The CARES Act, which provides businesses temporary loan relief during the CoVid-19 outbreak, became law on March 27, 2020. It provides two loan programs, The Paycheck Protection Program (PPP) and the Economic Injury Disaster Loan (EIDL) program, for small businesses, including the self-employed. Based on the way the programs are designed and our understanding of the statutory language, professional gamblers would not be eligible for the EIDL program, but they would qualify for the PPP.

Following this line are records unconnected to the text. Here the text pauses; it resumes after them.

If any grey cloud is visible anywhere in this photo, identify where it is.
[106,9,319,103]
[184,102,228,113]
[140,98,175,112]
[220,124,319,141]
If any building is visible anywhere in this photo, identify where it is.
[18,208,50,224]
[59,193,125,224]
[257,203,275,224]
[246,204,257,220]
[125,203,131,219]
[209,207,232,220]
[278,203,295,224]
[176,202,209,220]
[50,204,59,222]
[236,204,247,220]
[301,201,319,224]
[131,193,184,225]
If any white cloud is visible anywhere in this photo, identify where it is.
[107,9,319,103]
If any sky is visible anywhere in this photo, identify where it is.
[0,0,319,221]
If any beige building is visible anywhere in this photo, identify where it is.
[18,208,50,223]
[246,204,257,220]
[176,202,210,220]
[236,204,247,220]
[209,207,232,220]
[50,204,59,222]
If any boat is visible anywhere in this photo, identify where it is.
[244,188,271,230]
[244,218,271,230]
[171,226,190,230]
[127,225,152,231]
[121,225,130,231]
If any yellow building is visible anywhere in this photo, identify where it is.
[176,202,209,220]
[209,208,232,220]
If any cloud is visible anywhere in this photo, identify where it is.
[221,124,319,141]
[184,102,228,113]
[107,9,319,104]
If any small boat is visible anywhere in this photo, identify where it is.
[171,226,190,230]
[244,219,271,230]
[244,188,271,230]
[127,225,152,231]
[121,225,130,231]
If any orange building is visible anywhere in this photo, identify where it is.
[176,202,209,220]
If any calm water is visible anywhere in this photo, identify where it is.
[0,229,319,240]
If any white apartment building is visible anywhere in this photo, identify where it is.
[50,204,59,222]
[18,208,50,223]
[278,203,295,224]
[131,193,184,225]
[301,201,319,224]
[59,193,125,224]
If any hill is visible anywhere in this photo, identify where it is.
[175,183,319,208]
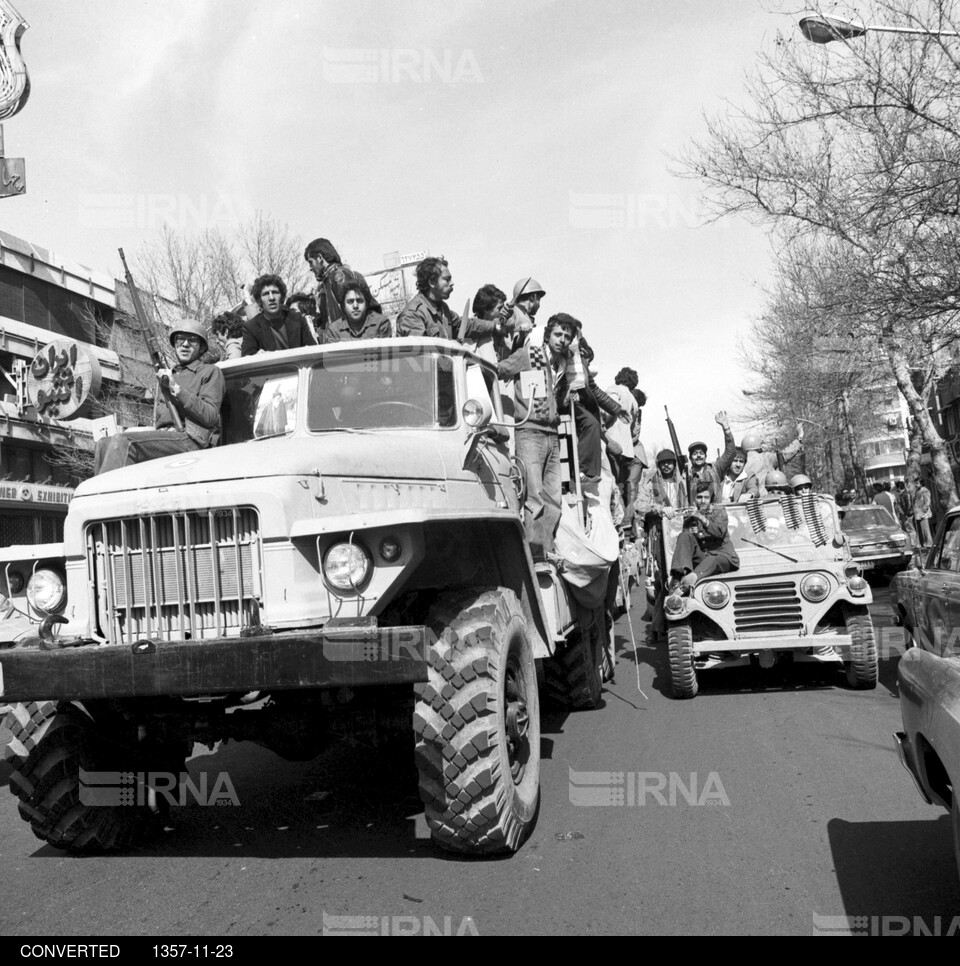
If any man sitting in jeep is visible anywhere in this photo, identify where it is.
[669,480,740,593]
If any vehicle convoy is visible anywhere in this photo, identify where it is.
[660,493,877,698]
[890,507,960,655]
[839,503,913,574]
[894,648,960,873]
[0,338,604,853]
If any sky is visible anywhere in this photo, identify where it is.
[0,0,797,451]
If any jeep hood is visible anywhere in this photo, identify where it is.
[75,432,450,499]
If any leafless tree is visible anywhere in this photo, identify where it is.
[680,0,960,506]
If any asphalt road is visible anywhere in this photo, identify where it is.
[0,588,960,937]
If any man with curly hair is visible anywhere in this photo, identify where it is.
[240,275,317,356]
[397,256,501,342]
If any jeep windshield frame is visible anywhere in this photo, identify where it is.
[306,341,460,434]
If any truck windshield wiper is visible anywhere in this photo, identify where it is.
[740,537,799,563]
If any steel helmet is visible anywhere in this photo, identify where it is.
[170,319,210,355]
[513,276,547,302]
[763,470,790,490]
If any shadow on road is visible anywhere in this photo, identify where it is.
[818,820,960,932]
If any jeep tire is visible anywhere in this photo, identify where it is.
[844,607,877,691]
[667,621,700,699]
[544,610,613,711]
[7,701,184,853]
[413,587,540,854]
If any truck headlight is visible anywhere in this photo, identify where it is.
[27,567,67,611]
[800,574,830,603]
[702,580,730,610]
[323,542,371,590]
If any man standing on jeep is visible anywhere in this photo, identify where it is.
[93,319,224,475]
[687,412,737,506]
[497,313,577,560]
[667,480,740,593]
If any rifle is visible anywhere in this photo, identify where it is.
[663,406,690,499]
[119,248,184,433]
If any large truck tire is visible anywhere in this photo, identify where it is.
[544,611,613,711]
[7,701,183,853]
[845,607,878,691]
[413,587,540,854]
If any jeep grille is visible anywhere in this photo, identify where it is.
[87,507,261,644]
[733,581,803,637]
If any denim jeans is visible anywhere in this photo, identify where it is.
[516,428,560,559]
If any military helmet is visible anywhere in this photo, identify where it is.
[170,319,210,355]
[763,470,790,490]
[513,276,547,302]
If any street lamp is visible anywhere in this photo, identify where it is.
[800,16,960,44]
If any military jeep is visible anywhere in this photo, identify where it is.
[0,338,603,853]
[661,494,877,698]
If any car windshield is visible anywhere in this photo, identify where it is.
[663,496,836,556]
[307,346,457,433]
[223,367,299,443]
[840,506,897,530]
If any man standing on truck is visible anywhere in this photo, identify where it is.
[497,313,577,560]
[667,480,740,593]
[93,319,224,475]
[397,256,500,342]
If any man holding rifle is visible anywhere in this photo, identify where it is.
[94,319,224,474]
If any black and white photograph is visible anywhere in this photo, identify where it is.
[0,0,960,936]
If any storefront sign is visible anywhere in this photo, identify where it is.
[26,339,102,419]
[0,483,73,507]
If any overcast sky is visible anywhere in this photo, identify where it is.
[0,0,796,450]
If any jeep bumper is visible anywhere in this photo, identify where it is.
[0,624,430,703]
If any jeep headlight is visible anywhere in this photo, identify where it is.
[701,580,730,610]
[800,574,830,604]
[323,541,371,590]
[27,567,67,611]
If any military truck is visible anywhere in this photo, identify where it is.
[0,338,604,853]
[661,493,877,698]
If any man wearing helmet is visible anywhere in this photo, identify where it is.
[94,319,224,474]
[790,473,813,496]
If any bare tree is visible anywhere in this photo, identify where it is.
[681,0,960,505]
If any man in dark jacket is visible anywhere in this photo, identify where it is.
[668,480,740,593]
[240,275,317,356]
[93,319,224,474]
[397,257,502,342]
[303,238,383,341]
[687,412,737,505]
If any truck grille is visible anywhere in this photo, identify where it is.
[733,580,803,637]
[87,507,261,644]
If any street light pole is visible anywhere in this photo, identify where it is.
[800,15,960,44]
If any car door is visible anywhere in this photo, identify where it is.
[915,514,960,654]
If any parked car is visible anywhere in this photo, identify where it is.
[660,494,877,698]
[894,648,960,873]
[839,503,913,574]
[890,507,960,656]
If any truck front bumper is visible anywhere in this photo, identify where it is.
[0,624,430,703]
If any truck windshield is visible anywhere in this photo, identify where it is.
[307,346,457,433]
[222,367,299,444]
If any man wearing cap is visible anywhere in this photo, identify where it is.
[397,256,500,342]
[637,449,687,529]
[94,319,224,474]
[500,275,547,355]
[687,412,737,506]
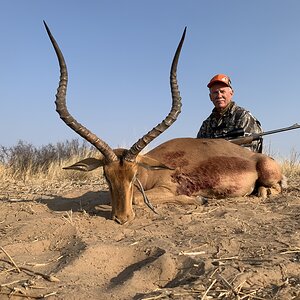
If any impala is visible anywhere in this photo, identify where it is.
[44,22,284,224]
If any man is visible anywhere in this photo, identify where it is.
[197,74,263,152]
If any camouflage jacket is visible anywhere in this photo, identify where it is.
[197,102,263,152]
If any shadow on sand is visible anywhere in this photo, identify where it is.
[38,191,111,219]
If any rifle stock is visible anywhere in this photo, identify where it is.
[229,123,300,145]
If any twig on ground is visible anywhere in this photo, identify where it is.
[3,260,60,282]
[201,279,217,300]
[0,247,21,273]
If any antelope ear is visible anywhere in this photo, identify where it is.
[63,157,104,172]
[137,155,174,170]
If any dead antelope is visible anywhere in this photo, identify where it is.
[45,24,283,224]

The PPP loan program allows borrowers to obtain a loan in order to cover certain business-related expenses, including payroll, rent and utilities, from February through June 2020. Eligible borrowers must have been in business on or before February 15, 2020 and can apply for a loan up to 2.5x their monthly average payroll cost. Since many professional gamblers will not have payroll costs, they will instead determine these costs using net income from 2019. In order to determine “monthly payroll”, simply divide total 2019 net income by 12. If you did not show any net profit in 2019, then you will not be eligible for a loan through the PPP. The program does not require a filed 2019 tax return, but applicants might be required to submit a draft Schedule C to verify 2019 income and expense figures.
The main benefit of this loan is that all of the loan proceeds used toward certain payroll costs should be forgiven and payments towards rent and utilities should be, at least, partially forgiven. In order to qualify for loan forgiveness, at least 75% of the funds must be spent on payroll. Any amount that does not qualify for forgiveness will be payable in monthly installments over a 2-year period, at 1% interest. Loan repayments will begin 6 months after the initial loan proceeds were received.
Professional gamblers, as self-employed individuals, will be eligible to apply beginning April 10. The program will continue to accept applications through June 30, but there is a funding cap. Applications can be obtained from the U.S. Treasury and submitted to any SBA-backed lender.